Well, several people above have commented on my position that appearance is important, altho suits are not. I advocate clean and well-groomed for most professions other than perhaps heavy physical labor.

In my mind, the freedom to NOT dress up in a particular costume could well be a sign of success. And I guess I am missing something by not equating slavishness to custom I personally consider outdated with “professionalism.”

If I am dealing with another lawyer, my impression of his/her work bears absolutely no relation to whether he/she is wearing a suit or not. I’m just a tad surprised that so many people seem so willing to be swayed by external appearances.

Also, to the extent a business wardrobe (and plush offices) are more expensive to acquire and maintain, as a client I’m not overly interested in paying a premium for them. Like I said, I’d rather pay for quality work. If I go to a lawyer for a will, either they draft a good will or they don’t. Whatever they are wearing when they meet me and draft the will is 100% immaterial to me.

From this thread, it appears I am in a very considerable minority.

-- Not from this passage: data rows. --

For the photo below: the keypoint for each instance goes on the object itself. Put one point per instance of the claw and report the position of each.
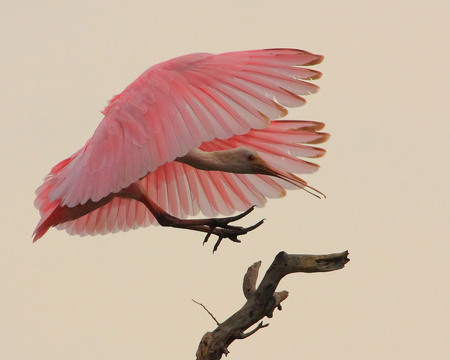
(216, 246)
(207, 236)
(253, 227)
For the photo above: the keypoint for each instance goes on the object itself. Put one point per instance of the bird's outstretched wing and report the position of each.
(177, 105)
(182, 190)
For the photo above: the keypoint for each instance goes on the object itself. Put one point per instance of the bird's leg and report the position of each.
(217, 226)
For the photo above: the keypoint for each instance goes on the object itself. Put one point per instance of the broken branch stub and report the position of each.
(263, 300)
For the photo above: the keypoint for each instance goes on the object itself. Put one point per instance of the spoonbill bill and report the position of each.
(195, 133)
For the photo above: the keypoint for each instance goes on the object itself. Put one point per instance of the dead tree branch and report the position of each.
(263, 300)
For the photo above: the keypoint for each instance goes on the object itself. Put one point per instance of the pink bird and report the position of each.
(195, 133)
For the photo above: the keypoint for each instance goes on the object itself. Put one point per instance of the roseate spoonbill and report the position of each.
(195, 133)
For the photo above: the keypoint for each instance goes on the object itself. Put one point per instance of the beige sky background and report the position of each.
(384, 97)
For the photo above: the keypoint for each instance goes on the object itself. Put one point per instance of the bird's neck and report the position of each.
(211, 160)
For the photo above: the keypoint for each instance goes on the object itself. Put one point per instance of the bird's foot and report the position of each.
(222, 228)
(218, 226)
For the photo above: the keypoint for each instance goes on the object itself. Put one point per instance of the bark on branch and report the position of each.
(263, 300)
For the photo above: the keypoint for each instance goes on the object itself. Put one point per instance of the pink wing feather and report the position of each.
(182, 190)
(174, 107)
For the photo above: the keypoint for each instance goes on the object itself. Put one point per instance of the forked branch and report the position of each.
(263, 300)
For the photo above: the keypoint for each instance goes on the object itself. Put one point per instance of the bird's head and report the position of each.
(251, 163)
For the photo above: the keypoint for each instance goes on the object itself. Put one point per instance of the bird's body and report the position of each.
(195, 133)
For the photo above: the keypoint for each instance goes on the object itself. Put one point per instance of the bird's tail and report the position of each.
(51, 211)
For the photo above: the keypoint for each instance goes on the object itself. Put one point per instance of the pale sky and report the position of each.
(384, 98)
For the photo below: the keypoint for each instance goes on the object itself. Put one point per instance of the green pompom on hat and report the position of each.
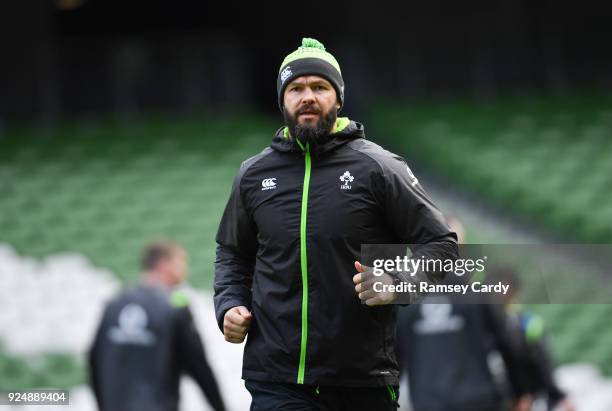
(310, 58)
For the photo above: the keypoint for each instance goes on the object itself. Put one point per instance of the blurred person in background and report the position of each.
(147, 339)
(292, 229)
(444, 348)
(529, 327)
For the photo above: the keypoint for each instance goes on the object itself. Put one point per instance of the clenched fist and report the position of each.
(236, 324)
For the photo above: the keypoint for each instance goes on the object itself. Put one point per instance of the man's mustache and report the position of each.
(309, 109)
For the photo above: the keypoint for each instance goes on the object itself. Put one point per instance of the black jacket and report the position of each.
(445, 347)
(145, 340)
(291, 231)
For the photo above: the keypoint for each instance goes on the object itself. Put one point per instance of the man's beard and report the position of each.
(309, 132)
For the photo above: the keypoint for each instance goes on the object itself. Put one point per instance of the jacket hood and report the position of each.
(346, 130)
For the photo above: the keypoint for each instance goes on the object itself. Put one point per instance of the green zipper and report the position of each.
(304, 264)
(392, 393)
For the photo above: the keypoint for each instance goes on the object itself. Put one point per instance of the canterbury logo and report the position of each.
(286, 73)
(268, 184)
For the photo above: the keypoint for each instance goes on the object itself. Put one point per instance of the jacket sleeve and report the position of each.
(94, 365)
(412, 215)
(192, 358)
(235, 259)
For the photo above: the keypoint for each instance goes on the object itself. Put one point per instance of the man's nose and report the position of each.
(308, 95)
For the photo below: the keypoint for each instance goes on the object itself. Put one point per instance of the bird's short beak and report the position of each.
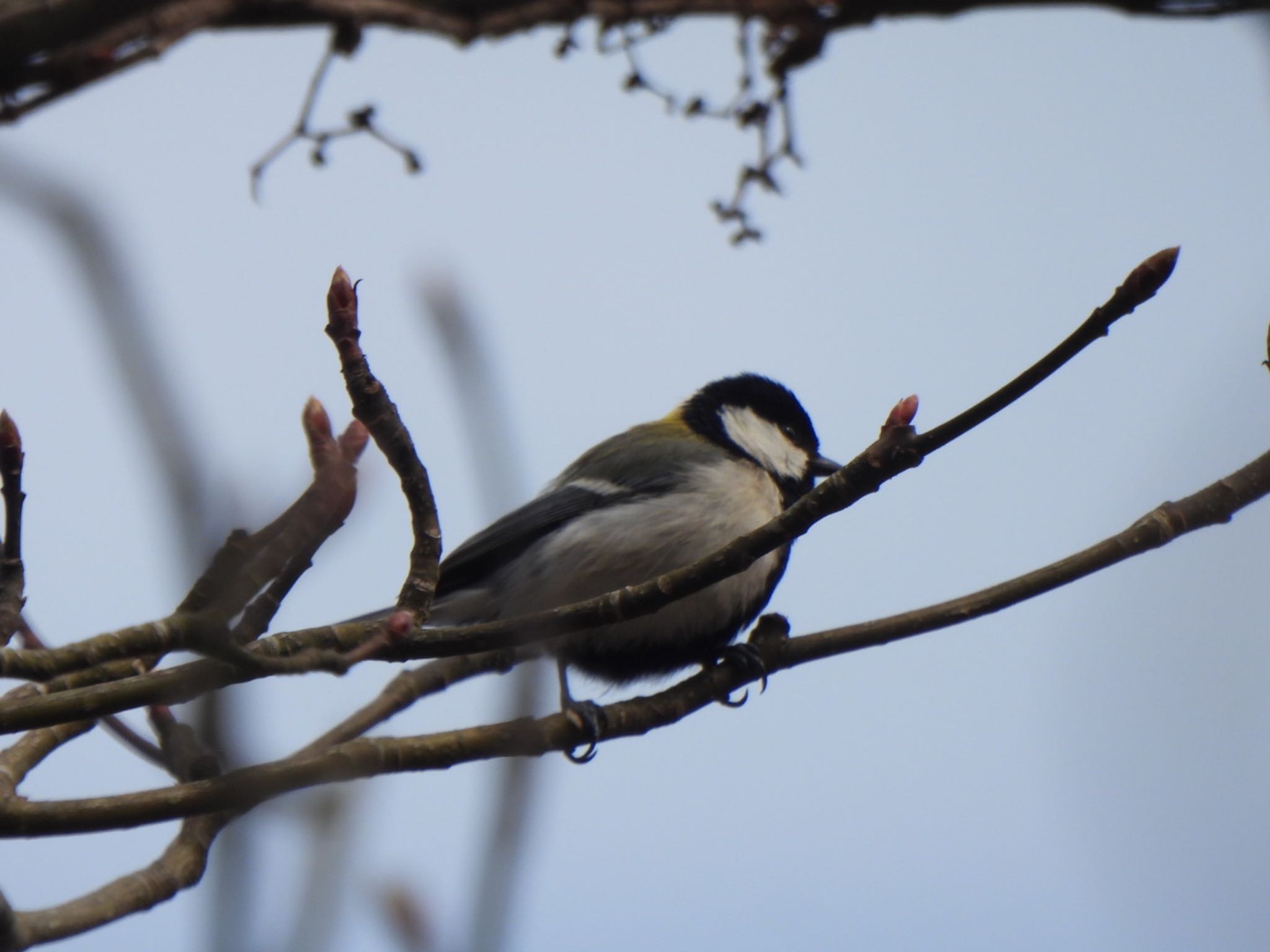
(824, 466)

Like several other societal mechanisms in place, dressing well serves a greater purpose than simply signifying one’s work ethic. It is a general indicator that one is in good condition (financially, socially, etc.), understands things such as function and culture (of which “uniforms” are a huge part of), and that they possess respect. The last point is the sticking issue for me and it is what the whole dressing issue boils down to in my opinion. Speaking purely in generalizations, those who dress well tend to have much more respect for themselves, their position in life, and those around them when compared to the alternative. When I was younger I decried society’s expectations of dressing well; however as I grew older I began to realize that I was presenting myself to the world through my dress, and by taking the time to look good I was showing that I respected myself as well as anyone I encountered. To me it is not an issue of being a slave to fashion, but rather an issue of using fashion to communicate my respect to other individuals. It is no different than showing proper etiquette in a given setting. Plus, the chicks dig it.

I would hazard to guess that the men you saw on the train platform were a classic case of “clothes making the men” as opposed to the men making the clothes.

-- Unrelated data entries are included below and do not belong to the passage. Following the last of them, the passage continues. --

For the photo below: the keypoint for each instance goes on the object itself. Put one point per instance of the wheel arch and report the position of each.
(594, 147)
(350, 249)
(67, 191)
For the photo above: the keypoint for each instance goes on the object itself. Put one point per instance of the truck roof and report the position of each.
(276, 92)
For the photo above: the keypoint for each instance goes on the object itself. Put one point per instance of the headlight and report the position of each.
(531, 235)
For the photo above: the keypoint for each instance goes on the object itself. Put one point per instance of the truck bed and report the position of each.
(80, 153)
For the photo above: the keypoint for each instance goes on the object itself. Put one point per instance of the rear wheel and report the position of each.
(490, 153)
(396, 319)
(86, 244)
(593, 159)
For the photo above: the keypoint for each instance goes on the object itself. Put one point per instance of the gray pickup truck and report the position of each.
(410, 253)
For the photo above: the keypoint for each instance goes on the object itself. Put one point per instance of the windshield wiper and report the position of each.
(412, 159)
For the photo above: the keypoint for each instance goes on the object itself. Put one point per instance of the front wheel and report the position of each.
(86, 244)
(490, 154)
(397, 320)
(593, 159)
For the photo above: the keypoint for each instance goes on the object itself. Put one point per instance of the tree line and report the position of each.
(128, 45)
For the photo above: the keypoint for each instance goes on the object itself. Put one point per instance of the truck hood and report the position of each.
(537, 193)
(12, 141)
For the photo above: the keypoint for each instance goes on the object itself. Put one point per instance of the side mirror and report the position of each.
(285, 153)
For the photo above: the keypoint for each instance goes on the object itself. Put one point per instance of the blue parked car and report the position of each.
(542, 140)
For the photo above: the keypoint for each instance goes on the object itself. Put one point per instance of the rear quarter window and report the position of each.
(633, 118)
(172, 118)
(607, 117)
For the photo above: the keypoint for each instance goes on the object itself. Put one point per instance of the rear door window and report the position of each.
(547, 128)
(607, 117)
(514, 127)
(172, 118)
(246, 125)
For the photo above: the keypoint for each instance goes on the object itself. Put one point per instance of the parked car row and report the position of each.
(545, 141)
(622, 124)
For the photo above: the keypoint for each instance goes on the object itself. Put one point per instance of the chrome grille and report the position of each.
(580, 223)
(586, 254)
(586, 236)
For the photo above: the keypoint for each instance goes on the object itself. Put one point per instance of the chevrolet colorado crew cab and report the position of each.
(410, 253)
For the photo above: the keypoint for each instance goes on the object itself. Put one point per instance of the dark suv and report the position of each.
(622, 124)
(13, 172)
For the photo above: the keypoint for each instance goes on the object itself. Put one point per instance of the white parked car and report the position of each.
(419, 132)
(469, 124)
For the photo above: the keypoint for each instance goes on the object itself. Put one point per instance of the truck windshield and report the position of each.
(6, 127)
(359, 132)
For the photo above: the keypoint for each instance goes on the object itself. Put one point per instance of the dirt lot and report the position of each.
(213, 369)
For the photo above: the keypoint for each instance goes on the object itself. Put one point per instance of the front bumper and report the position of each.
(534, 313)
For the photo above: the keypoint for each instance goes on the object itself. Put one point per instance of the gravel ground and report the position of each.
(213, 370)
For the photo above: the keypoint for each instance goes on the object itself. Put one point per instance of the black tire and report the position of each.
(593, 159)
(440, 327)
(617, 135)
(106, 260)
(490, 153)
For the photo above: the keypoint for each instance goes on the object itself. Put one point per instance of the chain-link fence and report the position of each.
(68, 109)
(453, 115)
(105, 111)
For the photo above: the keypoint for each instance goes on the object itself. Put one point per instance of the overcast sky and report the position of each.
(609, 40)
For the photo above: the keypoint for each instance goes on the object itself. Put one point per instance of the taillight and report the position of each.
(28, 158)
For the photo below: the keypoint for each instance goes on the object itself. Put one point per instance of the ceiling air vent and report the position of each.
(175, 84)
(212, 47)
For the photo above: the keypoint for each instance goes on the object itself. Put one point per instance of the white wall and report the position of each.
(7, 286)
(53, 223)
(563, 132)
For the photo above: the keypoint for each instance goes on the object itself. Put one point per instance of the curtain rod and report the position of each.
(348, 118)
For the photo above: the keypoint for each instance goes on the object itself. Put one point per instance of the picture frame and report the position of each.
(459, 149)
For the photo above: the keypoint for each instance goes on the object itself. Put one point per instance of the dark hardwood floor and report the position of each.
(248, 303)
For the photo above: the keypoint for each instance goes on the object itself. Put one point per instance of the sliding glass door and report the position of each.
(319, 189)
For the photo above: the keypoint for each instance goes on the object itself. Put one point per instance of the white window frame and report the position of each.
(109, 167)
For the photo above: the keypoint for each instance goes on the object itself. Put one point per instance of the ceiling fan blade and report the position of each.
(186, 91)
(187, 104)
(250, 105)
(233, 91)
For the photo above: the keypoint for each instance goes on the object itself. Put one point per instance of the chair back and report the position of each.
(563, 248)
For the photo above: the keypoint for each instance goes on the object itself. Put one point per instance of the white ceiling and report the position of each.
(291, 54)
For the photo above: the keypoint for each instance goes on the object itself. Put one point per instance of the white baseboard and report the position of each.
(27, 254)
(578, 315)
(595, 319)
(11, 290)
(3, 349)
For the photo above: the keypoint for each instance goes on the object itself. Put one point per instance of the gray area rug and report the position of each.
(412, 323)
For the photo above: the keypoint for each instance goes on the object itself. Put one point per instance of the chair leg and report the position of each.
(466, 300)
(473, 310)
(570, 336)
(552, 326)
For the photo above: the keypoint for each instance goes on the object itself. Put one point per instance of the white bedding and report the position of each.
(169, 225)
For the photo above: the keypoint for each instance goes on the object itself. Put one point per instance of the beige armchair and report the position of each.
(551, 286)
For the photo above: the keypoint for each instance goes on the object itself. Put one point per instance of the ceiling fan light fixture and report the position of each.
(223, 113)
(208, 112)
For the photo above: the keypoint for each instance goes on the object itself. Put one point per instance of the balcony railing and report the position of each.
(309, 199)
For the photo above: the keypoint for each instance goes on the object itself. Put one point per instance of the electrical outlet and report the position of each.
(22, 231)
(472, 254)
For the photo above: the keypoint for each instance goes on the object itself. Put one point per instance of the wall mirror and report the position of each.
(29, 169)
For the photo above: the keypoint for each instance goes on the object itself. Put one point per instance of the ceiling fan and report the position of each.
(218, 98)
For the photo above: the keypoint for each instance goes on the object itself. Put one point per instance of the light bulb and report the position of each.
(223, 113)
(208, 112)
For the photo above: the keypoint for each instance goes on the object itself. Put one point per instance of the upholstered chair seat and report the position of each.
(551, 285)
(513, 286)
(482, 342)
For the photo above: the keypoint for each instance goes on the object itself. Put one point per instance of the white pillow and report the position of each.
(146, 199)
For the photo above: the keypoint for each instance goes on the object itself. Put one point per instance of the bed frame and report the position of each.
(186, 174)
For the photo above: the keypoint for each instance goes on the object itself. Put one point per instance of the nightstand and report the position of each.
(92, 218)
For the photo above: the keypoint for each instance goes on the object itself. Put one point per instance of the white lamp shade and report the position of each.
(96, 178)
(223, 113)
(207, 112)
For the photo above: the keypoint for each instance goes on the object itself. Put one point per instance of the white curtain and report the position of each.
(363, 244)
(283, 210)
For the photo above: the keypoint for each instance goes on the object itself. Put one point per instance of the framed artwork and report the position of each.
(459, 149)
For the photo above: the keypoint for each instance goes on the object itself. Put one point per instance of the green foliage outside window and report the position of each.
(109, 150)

I don’t know if I’d go that far or that generalized, but I know the idea you’re saying. When I’m depressed (which can unfortunately happen a good chunk of the time), I don’t feel like bothering to look nice. I’d just throw on some baggy shirt and crappy jeans because who cares, what does it matter?

But on the days where I feel like this but still make myself dress a bit nicer (even if it’s just fitted jeans and one of my favorite shirts with a necklace that looks good), I’ll feel a bit better. No, dressing up doesn’t cure depression :wink: but it can help when you’re just feeling a bit blah. Almost a form of motivation and telling yourself that you do deserve/ are worthy of looking nice.

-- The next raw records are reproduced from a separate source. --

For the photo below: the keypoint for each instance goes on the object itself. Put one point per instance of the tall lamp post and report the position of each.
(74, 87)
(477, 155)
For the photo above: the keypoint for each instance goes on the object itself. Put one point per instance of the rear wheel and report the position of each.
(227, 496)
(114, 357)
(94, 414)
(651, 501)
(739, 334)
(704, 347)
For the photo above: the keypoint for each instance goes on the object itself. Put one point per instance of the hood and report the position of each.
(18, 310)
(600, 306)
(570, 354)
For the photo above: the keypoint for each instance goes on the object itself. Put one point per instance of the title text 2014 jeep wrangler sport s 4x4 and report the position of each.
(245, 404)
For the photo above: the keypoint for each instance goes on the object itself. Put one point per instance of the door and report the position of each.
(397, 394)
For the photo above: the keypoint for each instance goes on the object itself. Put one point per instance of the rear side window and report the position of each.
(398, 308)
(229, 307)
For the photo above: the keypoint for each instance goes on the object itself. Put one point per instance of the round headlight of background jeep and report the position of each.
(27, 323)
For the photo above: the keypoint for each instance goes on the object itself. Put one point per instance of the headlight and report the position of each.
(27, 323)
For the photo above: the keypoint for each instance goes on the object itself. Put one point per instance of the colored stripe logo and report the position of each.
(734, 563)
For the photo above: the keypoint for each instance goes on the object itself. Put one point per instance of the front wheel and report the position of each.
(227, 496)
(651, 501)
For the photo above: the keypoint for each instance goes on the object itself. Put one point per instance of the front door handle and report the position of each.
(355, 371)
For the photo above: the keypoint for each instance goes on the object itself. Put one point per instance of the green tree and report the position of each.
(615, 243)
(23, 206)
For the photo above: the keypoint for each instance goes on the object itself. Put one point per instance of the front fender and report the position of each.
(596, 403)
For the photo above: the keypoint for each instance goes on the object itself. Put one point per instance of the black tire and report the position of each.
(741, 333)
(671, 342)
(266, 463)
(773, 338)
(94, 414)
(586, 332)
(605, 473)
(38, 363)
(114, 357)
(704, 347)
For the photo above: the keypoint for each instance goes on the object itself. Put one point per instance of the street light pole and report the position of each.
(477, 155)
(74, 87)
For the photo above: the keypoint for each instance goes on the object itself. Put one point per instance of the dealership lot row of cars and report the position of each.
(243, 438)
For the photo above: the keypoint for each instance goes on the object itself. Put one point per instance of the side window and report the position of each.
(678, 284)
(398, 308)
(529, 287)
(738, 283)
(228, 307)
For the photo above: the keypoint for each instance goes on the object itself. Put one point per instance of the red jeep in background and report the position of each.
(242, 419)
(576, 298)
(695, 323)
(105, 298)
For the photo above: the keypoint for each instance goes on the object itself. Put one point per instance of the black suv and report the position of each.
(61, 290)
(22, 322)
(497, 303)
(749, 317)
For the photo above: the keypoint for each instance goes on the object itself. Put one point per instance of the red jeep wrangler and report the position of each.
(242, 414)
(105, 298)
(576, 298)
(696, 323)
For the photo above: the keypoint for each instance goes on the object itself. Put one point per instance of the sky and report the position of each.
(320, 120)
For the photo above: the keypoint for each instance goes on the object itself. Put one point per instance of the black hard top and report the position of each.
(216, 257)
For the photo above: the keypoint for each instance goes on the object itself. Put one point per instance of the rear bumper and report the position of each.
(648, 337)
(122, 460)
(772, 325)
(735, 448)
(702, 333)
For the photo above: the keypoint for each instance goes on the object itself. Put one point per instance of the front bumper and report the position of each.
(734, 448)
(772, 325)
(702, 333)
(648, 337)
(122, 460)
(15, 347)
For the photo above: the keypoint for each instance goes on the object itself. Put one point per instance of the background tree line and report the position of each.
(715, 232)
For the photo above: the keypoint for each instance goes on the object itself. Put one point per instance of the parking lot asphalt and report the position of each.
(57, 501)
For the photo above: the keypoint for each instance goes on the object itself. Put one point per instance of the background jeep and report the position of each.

The best part of the suit is wearing a tie.

I mean, how else can a man legitimately wear a giant colourful arrow pointing to his genitalia? :stuck_out_tongue:

It was a very general statement, but the overall sentiment tends to hold true in my experience. I do the same thing as you (and I am sure many others) when I am depressed, which ties in with the notion of respect. Sure, the person who is dressed poorly could very well hold themselves in high regard; but it would sure be hard to tell that if they didn’t take a few minutes making their appearance respectable. I think dressing well can have an improvement on one’s own life and the lives of those around them. Just as you said it is almost a form of motivation; dressing well can be a way of reinforcing to yourself that you hold your own actions to a higher standard. In my experience, this effect can often ripple out to those you come in contact with.

For the record, there is nothing wrong with fitted jeans, a favorite shirt, and a necklace in my opinion. I don’t mean to come off as an elitist who believes anyone not wearing the “dressiest” garments lacks respect. Choose whatever style fits you and the function they’re worn in best - but you can definitely see the difference between those who take pride in their appearance and those who don’t, regardless of the clothes worn.